The Bankster, by Ravi Subramanian is an exciting read, to say the least. I must confess, I was slightly biased towards the author, having heard great reviews of If God Was a Banker, his first book. Here’s the deal. When you are dealing with a subject as complicated as Banking (atleast for me), you need to have a very careful approach. You need to make things sound simple so that I as a reader, get a grip on the story, but at the same time, not make it too simplistic to make me feel dumb and lacking in knowledge.
Ravi Subramanian passes this test with flying colors! Dealing with banking, frauds and the complexities of the financial world, he has created a wonderful script, which is easy to understand and at the same time technically perfect.
The Bankster is the story of the Greater Boston Global Bank (GB2) and a group of manipulators who take advantage of the loopholes in the system to create frauds of unimaginable magnitudes, involving cashiers, to higher managements, to arms dealers, diamond miners and NGOs.
Blending three parallel stories, Ravi creates an intricate web of characters and plots, and surprisingly, a climax which is quite impossible to guess. Through the story, he brings out several important aspects of the corporate banking world which is thinly veiled behind the glamorous lives of highly paid bankers. Nepotism, politics, favoritism fraudulent activities – these are not entirely unheard of, but when you put them all together, you get a great story line.

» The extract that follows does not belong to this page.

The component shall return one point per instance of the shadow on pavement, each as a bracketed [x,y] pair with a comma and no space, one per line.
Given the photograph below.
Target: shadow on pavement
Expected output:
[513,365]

Another positive for the book has to be the greater message the author is trying to imply. By cleverly integrating the story with several current news affairs, he lets the reader imagine the worst of today’s situation. Ravi has a clear message – Nuclear powerplants and bank frauds are never reported together, but in the long run, they might have to be. With changing urban aspirations and greed, there is a rising need for corporate ethics and if we don’t highlight this now, it may be too late.
The negatives – a few grammatical mistakes here and there put me off slightly. The 3 parallel stories were not given equal attention. Hence, after a point, when the first story was re-introduced in the end, I was at a loss. The characterization of some characters such as Zinaida and Vikram was quite weak and clichéd.
But despite all this, my rating for this would be a healthy 4/5. The book is an exciting ride into the hidden realities of banking and promises a surprising climax, making the book well worth its buck!